Vor über einem Jahr überraschte Rockstar Games, bis dahin eher bekannt für Gangster- und Sportwagenspiele (Grand Theft Auto-Serie, Midnight Club-Serie) mit einem für das schottische Entwicklerstudio sehr untypischen Produkt: dem kleinen, aber gelungenen Rockstar Games präsentiert Tischtennis für die Xbox 360. Nun erscheint endlich die Wii-Version des Sportspiels um den hohlen Ball. Wir haben unsere Wiimotes mit frischem Leder beklebt und Rockstar Games präsentiert Tischtennis für Nintendo Wii einer genauen Prüfung unterzogen.

Es dauert eine Weile, bis man sich an die Steuerung von Tischtennis gewöhnt hat. In der ersten von drei Kontrollvarianten benötigen wir nur die Wiimote. Unser Spieler positioniert sich selbständig am Tisch. Alles was wir tun müssen, ist mit gezielten Bewegungen den Ball auf die Tischseite des Gegners zu dreschen. Der Charakter bewegt sich allerdings nicht synchron zum Spieler wie etwa bei Wii Sports. Eine Rückhandbewegung von links unten nach rechts oben beispielsweise lässt den Ball am hinteren rechten Eck des Tisches aufkommen. Ob Vor- oder Rückhand gespielt wird, entscheidet unser Sportler selbst. Auch das Timing ist gewöhnungsbedürftig. Effektive Schläge muss man „aufladen“, das bedeutet man schlägt mit der Wiimote schon bevor der Ball der Schläger erreicht. Diese Faktoren führen dazu, dass sich Rockstars Tischtennis zu keinem Zeitpunkt anfühlt, wie ein echtes Tischtennismatch.
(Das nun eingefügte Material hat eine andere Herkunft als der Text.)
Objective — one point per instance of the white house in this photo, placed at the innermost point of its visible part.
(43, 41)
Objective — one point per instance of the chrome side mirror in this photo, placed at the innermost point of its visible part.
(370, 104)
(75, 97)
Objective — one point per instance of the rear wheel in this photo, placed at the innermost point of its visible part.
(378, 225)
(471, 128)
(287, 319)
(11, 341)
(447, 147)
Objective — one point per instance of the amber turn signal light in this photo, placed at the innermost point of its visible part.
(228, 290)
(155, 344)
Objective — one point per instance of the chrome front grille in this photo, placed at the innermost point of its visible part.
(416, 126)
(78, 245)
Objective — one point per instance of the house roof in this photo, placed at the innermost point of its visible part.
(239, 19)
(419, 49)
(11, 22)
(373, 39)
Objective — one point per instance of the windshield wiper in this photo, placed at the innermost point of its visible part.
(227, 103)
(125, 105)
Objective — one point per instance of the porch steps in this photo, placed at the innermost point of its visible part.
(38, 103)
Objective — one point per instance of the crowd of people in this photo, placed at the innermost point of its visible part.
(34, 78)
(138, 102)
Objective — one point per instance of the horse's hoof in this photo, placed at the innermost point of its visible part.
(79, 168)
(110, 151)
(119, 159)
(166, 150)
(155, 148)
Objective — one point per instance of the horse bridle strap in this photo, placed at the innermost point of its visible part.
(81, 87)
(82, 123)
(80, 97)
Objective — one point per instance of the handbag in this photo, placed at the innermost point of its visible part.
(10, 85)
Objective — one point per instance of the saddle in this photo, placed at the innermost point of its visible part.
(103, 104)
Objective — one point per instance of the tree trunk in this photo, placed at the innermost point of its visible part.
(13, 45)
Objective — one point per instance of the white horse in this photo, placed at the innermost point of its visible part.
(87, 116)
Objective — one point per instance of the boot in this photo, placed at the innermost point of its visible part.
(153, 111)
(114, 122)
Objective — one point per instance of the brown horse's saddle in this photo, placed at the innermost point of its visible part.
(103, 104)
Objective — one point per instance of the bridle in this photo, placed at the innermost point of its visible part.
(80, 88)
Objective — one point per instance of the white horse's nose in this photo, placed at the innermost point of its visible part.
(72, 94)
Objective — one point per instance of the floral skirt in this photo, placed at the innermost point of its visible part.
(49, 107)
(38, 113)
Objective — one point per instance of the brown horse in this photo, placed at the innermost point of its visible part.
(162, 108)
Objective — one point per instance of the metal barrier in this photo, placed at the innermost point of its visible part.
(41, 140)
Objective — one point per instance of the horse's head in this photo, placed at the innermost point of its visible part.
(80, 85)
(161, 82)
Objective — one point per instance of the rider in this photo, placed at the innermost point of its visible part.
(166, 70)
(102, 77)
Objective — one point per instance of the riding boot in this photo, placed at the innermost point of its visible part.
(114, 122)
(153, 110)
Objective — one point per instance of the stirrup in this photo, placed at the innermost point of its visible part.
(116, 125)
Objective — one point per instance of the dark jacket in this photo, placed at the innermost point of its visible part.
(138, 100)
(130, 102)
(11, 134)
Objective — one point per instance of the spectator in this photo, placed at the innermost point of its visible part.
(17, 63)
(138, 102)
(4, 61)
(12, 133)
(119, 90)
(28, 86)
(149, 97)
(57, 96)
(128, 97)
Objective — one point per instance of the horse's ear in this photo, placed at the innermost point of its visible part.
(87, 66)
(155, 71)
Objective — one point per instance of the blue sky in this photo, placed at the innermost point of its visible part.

Auch das Zielen auf bestimmte Teile des Tisches ist im normalen Steuerungsmodus sehr schwierig: Zu oft wird die Bewegung der Wiimote falsch interpretiert. Wählen wir die zweite Steuerungsvariante »Sharp Shooter« sieht die Sache jedoch schon anders aus: Mit dem Analogstick des Nunchuk können wir hier genau bestimmen, wo der Ball auf den Tisch prallen soll. Geben wir dann noch über das Steuerkreuz den gewünschten Spin auf den Ball, kommt es mit ein wenig Training bald zu spannenden und fordernden Ballwechseln. Bei der dritten Kontrollmethode »Control Freak« bewegen wir den Spieler mit dem Analogstick und können uns so noch besser auf verschiedene Spielsituationen einstellen. Diese Variante erfordert allerdings viel Übung und Geschick.